Human
Eu sou a humanidade.
De arma em punho e bombas nos olhos, espalho guerras em nome da paz.
Sou água e fogo, as ruínas e o progresso, o silêncio e a tempestade, o vento e o sufocar.
Trago em mim a busca incessante pela simplicidade das pérolas e sedas, sou a mera coincidência do encontro avassalador entre o ontem e o agora. Sou meu perfeito mundo e também o seu mundo imperfeito, sua derrota e seu silênciar.
Em meu caminhar cavo as sepulturas que enterram minha própria covardia e gero as novas ideias que implantam velhos ideais.
Sou a humanidade, o concreto e o abstrato, prisão e liberdade, carícia e tortura...sou o tudo... e sou o nada.
O conflito e a arrogância me dão existência e no egoísmo e na opulência minha indiferença venho justificar. Sou a solidão que espalho, o medo, a dor...eu sou o próprio amor!
Homem e mulher, criança, jovem e anciã.
Sou a mão que se levanta de punho fechado,
a pedra lançada contra a vidraça blindada,
o carro importado que atropela e foge, o indígena queimado, a lei de papel.
Sou a moça que a propriedade privada jogou pela janela, que ficou na rua crivada de balas, o bandido branco em prisão domiciliar, que financiou a bala e manchou de sangue o uniforme da escola,
o menino negro que "errou" o térreo e pulou do nono andar.
Sou o salto alto gasto nas esquinas escuras das grandes cidades,
a miséria, o excesso, a prostituição. Sou o desfile de moda sem normalidade e a indiferença feita religião.
O branco que reclama o racismo reverso de dentro de um carro importado qualquer. O cidadão "de bem" que moraliza a escola enquanto espanca um corpo de mulher.
Sou árvore que cresce no conhecimento dos programas de TV, enquanto as escolas caminham descalças na escravidão moral do analfabetismo.
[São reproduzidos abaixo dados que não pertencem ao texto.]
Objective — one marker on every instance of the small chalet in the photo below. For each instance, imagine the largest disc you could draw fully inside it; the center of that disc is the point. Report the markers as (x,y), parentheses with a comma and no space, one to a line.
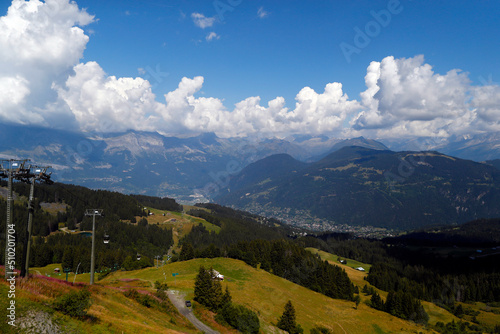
(217,275)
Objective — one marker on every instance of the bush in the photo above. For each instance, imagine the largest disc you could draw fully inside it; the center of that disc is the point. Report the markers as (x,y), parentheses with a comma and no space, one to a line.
(240,318)
(74,304)
(320,330)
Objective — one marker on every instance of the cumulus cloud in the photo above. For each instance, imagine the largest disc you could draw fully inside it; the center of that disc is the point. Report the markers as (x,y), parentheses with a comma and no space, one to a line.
(39,44)
(212,36)
(105,103)
(202,21)
(261,13)
(405,97)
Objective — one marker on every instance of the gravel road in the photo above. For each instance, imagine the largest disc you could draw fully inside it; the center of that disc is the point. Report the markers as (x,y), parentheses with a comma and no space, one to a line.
(178,300)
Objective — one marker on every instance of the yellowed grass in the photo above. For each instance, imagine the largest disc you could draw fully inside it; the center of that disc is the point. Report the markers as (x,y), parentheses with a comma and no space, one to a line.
(267,294)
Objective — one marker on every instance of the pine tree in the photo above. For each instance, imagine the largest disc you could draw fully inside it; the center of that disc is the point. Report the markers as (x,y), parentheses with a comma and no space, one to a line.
(203,286)
(226,298)
(357,300)
(287,320)
(215,294)
(187,252)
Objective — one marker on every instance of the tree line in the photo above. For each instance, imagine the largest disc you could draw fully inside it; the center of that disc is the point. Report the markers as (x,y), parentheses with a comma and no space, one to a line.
(285,259)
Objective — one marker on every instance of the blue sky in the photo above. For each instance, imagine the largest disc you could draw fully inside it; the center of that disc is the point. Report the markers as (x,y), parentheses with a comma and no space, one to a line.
(295,45)
(275,49)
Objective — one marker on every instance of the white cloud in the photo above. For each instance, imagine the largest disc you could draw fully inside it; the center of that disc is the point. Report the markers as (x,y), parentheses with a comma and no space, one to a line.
(39,44)
(202,21)
(106,103)
(212,36)
(405,97)
(43,82)
(261,13)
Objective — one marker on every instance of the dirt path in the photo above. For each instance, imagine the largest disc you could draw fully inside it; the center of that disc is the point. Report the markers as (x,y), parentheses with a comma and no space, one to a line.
(178,300)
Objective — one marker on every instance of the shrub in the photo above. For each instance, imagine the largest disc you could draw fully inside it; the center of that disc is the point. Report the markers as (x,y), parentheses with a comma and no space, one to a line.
(320,330)
(74,304)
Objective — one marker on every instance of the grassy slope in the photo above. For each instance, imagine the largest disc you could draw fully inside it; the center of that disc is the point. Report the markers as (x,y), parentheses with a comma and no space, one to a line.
(436,313)
(267,294)
(111,310)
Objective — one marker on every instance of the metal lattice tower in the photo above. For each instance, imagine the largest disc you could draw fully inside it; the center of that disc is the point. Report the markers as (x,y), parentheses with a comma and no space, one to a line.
(93,213)
(15,170)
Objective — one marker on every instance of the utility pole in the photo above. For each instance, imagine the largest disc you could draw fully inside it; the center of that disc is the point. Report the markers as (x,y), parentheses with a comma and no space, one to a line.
(40,173)
(93,213)
(15,170)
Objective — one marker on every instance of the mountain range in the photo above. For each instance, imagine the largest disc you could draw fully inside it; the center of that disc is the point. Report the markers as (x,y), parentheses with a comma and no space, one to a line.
(194,168)
(358,186)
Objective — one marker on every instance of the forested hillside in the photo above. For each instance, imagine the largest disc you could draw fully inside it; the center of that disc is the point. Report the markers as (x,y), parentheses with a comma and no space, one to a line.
(67,205)
(363,187)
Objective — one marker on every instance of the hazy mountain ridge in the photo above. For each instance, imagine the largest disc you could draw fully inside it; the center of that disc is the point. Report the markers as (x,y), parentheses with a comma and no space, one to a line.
(189,168)
(360,186)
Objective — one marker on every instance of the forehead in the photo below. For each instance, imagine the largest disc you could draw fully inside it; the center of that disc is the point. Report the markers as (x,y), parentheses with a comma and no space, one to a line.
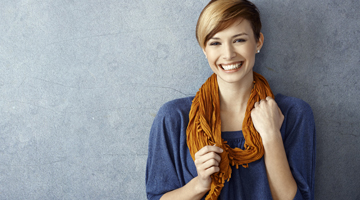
(237,27)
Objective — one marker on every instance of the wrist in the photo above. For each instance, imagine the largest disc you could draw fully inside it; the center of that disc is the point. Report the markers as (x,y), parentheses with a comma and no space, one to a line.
(272,137)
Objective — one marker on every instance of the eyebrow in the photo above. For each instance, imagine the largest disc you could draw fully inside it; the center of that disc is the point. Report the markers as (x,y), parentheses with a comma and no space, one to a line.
(240,34)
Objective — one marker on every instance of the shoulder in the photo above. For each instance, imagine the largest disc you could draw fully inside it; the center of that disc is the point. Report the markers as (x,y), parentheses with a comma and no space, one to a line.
(298,117)
(176,107)
(292,105)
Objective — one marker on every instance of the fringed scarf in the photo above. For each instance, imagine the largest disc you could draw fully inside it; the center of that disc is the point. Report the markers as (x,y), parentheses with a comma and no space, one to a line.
(204,128)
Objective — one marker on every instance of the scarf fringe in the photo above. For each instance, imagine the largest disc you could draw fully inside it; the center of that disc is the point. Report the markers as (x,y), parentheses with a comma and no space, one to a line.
(204,129)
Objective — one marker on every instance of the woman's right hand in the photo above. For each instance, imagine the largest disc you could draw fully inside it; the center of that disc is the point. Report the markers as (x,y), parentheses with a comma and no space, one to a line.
(207,161)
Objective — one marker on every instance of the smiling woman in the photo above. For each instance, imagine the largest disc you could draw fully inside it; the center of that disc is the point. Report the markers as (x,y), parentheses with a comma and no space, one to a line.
(234,139)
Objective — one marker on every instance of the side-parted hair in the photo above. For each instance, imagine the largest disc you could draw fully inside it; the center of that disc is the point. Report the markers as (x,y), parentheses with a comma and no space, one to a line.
(220,14)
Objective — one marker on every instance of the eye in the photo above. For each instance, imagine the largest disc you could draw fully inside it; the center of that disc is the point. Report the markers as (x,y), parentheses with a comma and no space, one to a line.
(214,43)
(239,40)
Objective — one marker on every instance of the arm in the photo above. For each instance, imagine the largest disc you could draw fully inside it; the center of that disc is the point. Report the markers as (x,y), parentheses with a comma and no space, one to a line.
(206,161)
(267,119)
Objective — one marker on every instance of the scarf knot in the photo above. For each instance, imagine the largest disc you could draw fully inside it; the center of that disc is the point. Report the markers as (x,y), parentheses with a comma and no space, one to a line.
(204,129)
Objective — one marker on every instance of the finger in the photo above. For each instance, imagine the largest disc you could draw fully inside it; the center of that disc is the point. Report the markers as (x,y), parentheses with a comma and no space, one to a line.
(210,163)
(268,98)
(205,158)
(207,149)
A gravata, a enxada, o engraxate, o manequim...
Sou criatura e criador, a música e a nota musical, a existência e o vazio.
Sou puta, gay, trans, sou quem morre de frio na porta da loja de grife, sou a chama apagada vagando a rua deserta, o sonho que não se pôde comprar e a nota de dólar que o fez morrer.
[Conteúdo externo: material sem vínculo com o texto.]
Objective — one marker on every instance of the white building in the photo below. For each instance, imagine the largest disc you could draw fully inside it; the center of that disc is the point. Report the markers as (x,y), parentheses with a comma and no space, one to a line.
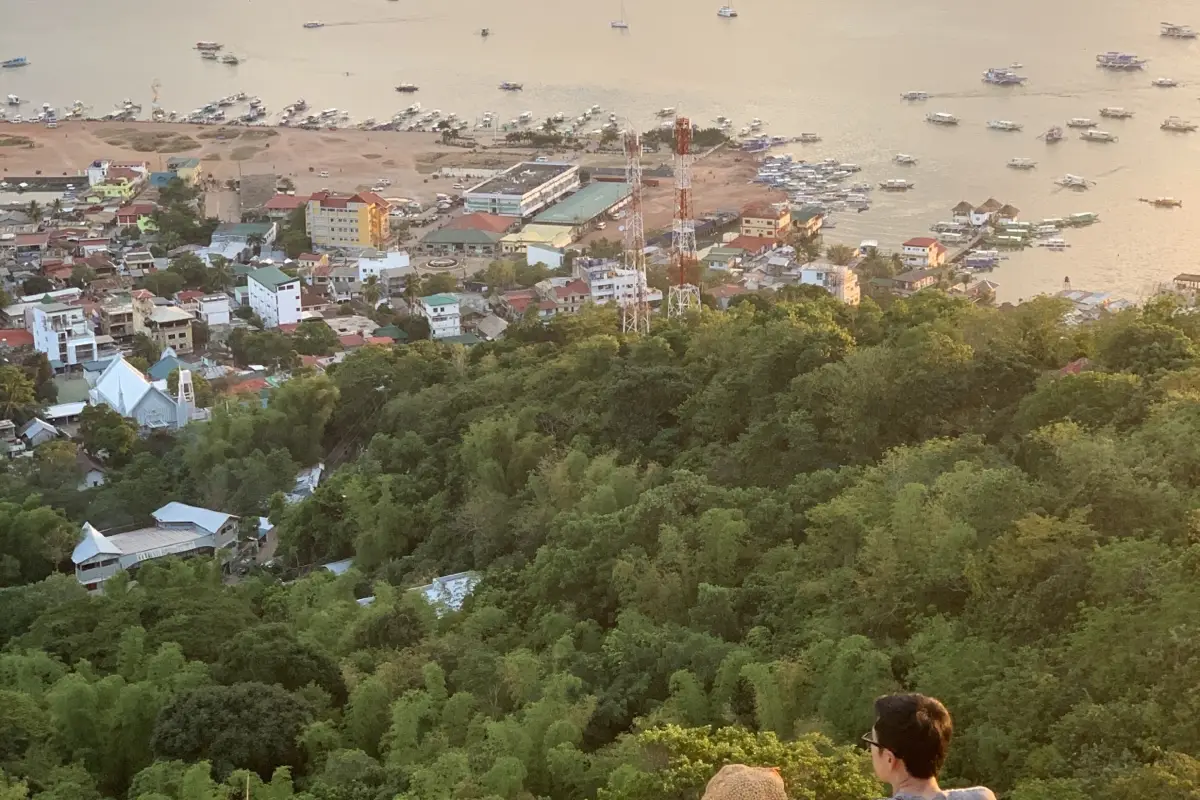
(179,530)
(213,310)
(275,296)
(61,332)
(522,190)
(442,313)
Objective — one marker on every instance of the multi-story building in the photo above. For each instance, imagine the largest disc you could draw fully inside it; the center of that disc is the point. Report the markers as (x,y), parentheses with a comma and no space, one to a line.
(522,190)
(347,221)
(61,332)
(274,295)
(442,313)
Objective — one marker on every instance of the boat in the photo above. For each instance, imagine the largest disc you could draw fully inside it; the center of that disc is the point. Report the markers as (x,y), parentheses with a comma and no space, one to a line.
(1074,181)
(1003,77)
(1176,124)
(1114,60)
(1177,31)
(1053,134)
(1162,202)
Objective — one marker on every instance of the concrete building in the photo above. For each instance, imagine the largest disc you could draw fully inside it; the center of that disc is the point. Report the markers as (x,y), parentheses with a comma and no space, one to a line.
(274,296)
(522,190)
(442,313)
(766,220)
(923,252)
(63,334)
(179,529)
(347,220)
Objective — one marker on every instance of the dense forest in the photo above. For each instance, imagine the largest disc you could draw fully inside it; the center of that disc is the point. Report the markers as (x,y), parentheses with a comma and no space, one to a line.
(717,542)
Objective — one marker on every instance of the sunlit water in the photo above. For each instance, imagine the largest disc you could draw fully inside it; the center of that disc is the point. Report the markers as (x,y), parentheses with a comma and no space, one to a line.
(835,68)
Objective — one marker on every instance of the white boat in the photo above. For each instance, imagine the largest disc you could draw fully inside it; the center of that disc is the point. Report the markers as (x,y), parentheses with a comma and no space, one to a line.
(941,118)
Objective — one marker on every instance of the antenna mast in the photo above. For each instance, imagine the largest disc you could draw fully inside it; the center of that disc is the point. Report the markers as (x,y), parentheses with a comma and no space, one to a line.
(635,313)
(684,295)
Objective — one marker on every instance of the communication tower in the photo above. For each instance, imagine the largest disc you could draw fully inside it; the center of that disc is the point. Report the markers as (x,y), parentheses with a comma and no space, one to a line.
(635,313)
(683,295)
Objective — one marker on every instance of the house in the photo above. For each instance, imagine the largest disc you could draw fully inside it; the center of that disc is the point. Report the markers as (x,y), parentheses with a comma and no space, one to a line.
(442,313)
(347,221)
(913,281)
(766,220)
(274,296)
(281,206)
(477,234)
(924,252)
(129,392)
(179,529)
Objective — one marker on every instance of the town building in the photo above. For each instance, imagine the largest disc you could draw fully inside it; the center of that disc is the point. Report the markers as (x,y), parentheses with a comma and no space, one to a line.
(179,529)
(472,234)
(347,220)
(274,295)
(443,314)
(769,221)
(923,252)
(523,190)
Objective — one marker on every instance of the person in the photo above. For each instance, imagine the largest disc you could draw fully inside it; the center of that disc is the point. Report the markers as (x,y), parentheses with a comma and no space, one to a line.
(909,743)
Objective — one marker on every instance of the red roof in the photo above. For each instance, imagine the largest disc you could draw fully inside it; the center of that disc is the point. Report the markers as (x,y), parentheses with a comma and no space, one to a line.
(754,244)
(286,203)
(480,221)
(16,337)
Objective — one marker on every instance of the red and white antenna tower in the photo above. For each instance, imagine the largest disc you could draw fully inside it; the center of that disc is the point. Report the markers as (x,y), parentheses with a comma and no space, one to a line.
(683,296)
(635,312)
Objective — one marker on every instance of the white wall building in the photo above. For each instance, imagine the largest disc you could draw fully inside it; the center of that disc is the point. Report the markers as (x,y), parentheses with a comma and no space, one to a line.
(275,296)
(63,332)
(179,529)
(443,314)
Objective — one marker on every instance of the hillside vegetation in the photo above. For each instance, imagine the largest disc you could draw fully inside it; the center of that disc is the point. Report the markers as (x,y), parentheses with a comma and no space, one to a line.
(719,542)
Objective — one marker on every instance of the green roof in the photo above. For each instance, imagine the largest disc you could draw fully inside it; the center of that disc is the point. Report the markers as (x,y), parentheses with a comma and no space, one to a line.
(585,205)
(271,277)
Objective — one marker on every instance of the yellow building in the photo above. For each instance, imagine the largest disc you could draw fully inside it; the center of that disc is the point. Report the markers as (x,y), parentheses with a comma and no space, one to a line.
(766,221)
(347,221)
(535,234)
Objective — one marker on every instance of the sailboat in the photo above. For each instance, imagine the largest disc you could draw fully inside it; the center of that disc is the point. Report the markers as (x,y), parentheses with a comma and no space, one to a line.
(621,22)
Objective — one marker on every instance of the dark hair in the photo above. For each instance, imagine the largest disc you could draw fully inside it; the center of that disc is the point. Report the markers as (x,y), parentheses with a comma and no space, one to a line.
(917,729)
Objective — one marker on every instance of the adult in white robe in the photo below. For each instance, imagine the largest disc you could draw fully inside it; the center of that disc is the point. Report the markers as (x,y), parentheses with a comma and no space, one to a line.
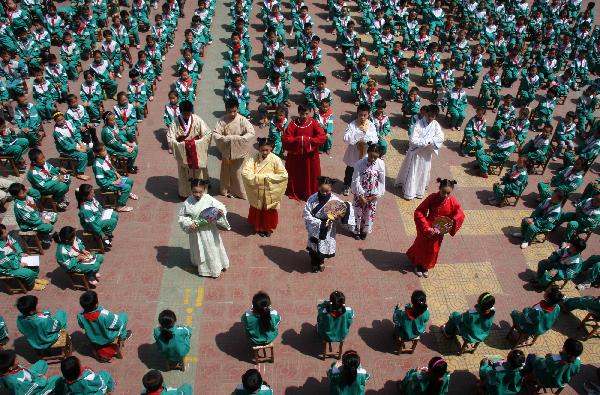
(425,140)
(207,251)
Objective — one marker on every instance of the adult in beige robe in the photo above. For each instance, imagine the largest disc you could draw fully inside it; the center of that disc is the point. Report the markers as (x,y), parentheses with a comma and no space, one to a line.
(265,179)
(189,139)
(233,137)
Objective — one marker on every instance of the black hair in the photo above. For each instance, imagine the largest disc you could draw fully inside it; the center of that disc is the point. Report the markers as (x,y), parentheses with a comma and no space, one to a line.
(167,320)
(88,300)
(261,305)
(70,368)
(252,380)
(27,305)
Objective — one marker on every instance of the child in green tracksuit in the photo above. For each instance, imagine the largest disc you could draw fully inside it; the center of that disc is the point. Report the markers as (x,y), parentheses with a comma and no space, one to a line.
(497,376)
(456,100)
(334,318)
(473,325)
(433,379)
(563,264)
(513,183)
(18,379)
(92,215)
(46,179)
(101,327)
(153,384)
(44,94)
(474,133)
(537,320)
(173,341)
(556,370)
(109,179)
(28,215)
(261,322)
(498,152)
(411,322)
(72,256)
(83,380)
(252,383)
(39,328)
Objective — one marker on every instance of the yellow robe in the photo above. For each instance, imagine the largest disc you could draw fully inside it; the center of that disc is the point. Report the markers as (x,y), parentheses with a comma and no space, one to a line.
(265,181)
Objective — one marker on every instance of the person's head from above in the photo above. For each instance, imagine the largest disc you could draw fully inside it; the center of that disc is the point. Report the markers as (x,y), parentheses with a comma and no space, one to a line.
(199,188)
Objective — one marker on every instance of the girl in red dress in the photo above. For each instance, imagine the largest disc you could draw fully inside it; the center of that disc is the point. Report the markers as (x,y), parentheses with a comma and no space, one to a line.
(426,247)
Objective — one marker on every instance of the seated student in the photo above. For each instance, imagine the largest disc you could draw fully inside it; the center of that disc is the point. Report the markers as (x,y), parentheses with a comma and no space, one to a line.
(334,318)
(116,142)
(348,375)
(543,219)
(555,370)
(153,384)
(83,380)
(18,379)
(92,215)
(101,326)
(109,179)
(69,143)
(72,256)
(252,383)
(540,318)
(563,264)
(39,327)
(261,322)
(566,180)
(497,376)
(411,322)
(498,152)
(513,183)
(473,325)
(433,379)
(173,341)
Sou a vida que segue sem razão de ser e a esperança que insiste em ainda existir.
O casal de namorados trocando juras de amor, a traição, o engano e a solidão.
Sou as cruzes pregadas na praia, a morte de quem finca e a vida insignificante de quem foi, o silêncio das igrejas e templos, a arma apontada na cara do trabalhador.
Sou o navio de ferro flutuando sobre o oceano e sou a água salgada que o consegue afundar.
Sou uma bolha de sabão sob o sol amazônico de julho e sou a enchente de rejeitos avançando sob o mar.